Juracy – Ele era a minha terceira opção de candidato. Depois de ver que se a gente não se engajasse, realmente, para que fosse eleita uma pessoa de direita, que pensasse como a gente, família, religião, brasilidade, nacionalismo, se não fosse assim a gente ia continuar com o mesmo e aí eu comecei. Eu dedicava todos os dias, pelo menos 30 minutos, nas redes sociais, todos os dias, três meses, realmente trabalhando 30 minutos pra ele. Era minha dedicação.
Danilo – Que argumentos a senhora usava para convencer as pessoas a votarem no Bolsonaro.
Juracy – Justamente esse. Nós temos que resgatar família, o respeito das pessoas. Justamente isso. Você ter respeito, ter consciência de que você só consegue aquilo, o bem, através de trabalho, educação, saúde e não através de vandalismo, de invasões, depredações, que era isso que nós vivíamos no país há uns quatro, cincos anos. Era uma coisa sem lei. Era um país totalmente sem lei o Brasil. Com muito roubo, muita droga, estava muito bagunçado.
Danilo – E quais são suas expectativas?
Juracy – Eu acho que já começou a mudar só pelo fato de ele ter sido eleito, das pessoas que ele colocou, são técnicos, são pessoas realmente de bem, pessoas que nós vamos sentir orgulho, alguns a gente já tem, caso do Sérgio Moro, o da tecnologia, que eu esqueci o nome agora…
Danilo – Marcos Pontes.
Juracy – Então, uma pessoa que a gente tem orgulho, e de ter vários militares, que são pessoas muito preparadas, que são pessoas que têm sentimento nacional, de brasilidade.

O mecânico João Francisco Vieira de Sá, 60 anos, é natural do Maranhão, mas também mora na capital federal, há 40 anos. Presente à posse, tem esperanças de melhorias econômicas com esse governo, após dois anos de recessão seguidos por mais dois anos de baixo crescimento econômico.

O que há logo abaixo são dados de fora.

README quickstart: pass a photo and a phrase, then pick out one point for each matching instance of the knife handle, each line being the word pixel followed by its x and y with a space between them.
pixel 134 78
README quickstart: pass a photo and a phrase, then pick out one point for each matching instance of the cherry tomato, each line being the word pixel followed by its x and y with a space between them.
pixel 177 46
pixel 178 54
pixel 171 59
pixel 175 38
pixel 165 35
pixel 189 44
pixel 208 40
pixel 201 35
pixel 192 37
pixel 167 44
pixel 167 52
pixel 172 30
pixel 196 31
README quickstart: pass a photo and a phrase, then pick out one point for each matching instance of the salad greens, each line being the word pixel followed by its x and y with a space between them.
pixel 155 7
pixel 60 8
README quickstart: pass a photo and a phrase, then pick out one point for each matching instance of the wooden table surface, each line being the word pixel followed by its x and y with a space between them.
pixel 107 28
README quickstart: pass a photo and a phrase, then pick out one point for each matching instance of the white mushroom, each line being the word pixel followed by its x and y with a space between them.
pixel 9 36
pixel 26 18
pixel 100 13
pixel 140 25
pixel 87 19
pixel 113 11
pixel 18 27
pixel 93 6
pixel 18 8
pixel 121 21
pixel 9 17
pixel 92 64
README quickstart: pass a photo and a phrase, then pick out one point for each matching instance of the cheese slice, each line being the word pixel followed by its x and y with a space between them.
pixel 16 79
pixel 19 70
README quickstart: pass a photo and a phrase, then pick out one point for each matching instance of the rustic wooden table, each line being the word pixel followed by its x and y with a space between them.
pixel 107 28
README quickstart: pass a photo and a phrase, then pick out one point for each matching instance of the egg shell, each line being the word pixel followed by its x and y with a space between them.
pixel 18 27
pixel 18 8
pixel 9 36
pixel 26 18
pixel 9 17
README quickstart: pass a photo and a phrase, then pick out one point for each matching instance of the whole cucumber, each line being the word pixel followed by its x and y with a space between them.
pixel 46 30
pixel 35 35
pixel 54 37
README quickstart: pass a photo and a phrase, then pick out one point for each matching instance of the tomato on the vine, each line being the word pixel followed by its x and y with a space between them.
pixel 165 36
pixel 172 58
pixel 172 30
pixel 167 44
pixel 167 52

Danilo – Por que o senhor veio para a posse?
João – Nunca tinha vindo nunca numa posse, achei que ele falou algumas coisas do meu interesse, é bom pro Brasil, aí eu vim ver.
Danilo – O senhor votou no Bolsonaro?
João – Votei no Bolsonaro.
Danilo – O senhor chegou a fazer campanha pra ele?
João – Ajudei bastante.
Danilo – Como?
João – Falei pra todos meus amigos aí que a gente tinha que tentar mudar esse Brasil da gente, que é um Brasil que anda pra trás, não tem nada de coisa boa, não tinha nada de bom pra gente. Só tem imposto, né? Muito imposto e muita carestia, muita desonestidade.
Danilo – Do que ele dizia o que o senhor percebeu que seria bom para o Brasil e o fez votar nele?
João – Principalmente esse corte da metade desses impostos que ele promete cortar, principalmente essa gasolina, que é muito caro, o custo de vida é muito alto também, né? O salário mínimo é muito pouco, muito baixo, né? E a vida da gente a gente vive só pra pagar imposto, né?
Danilo – O senhor sofreu muito com a recessão, com a crise, nesses quatro anos?
João – Muito, mas muito. Dá uma diferença terrível. é muito grande mesmo. Sofrimento mesmo. Eu e a família. Só trabalhar só pra pagar imposto mesmo, só sofrimento.
Danilo – É a primeira posse da qual o senhor participa?
João – Exatamente. É a primeira. Nunca me empolguei muito pra vir nas outras. Não porque ele ganhou, porque eu vi coisa que me interessou. Ele falando eu senti que o Bolsonaro me falou, assim, a verdade, né? Você sente de dentro dele que ele fala a verdade, né? Então, procurei acreditar nisso aí.

PARTE VII – ENTRE O FENÓMENO POP E A CRISE PERMANENTE

A eleição de Jair Bolsonaro veio cercada de expectativas, inclusive entre os agentes econômicos – sobretudo do mercado financeiro e do agronegócio brasileiro – que apostaram em Bolsonaro e na política econômica ultraliberal defendida por Paulo Guedes, seu ministro da Economia.

Em seus dez primeiros dias de governo, Jair Bolsonaro bateu a marca de 10 milhões de seguidores no Facebook – território que domina – e recuou em, pelo menos, nove decisões diferentes. Inclusive na área econômica.

Jair Bolsonaro:
O Paulo Guedes anuncia hoje também a possibilidade de diminuir a alíquota do imposto de renda porque o nosso governo tem que ser a marca de não aumentar impostos.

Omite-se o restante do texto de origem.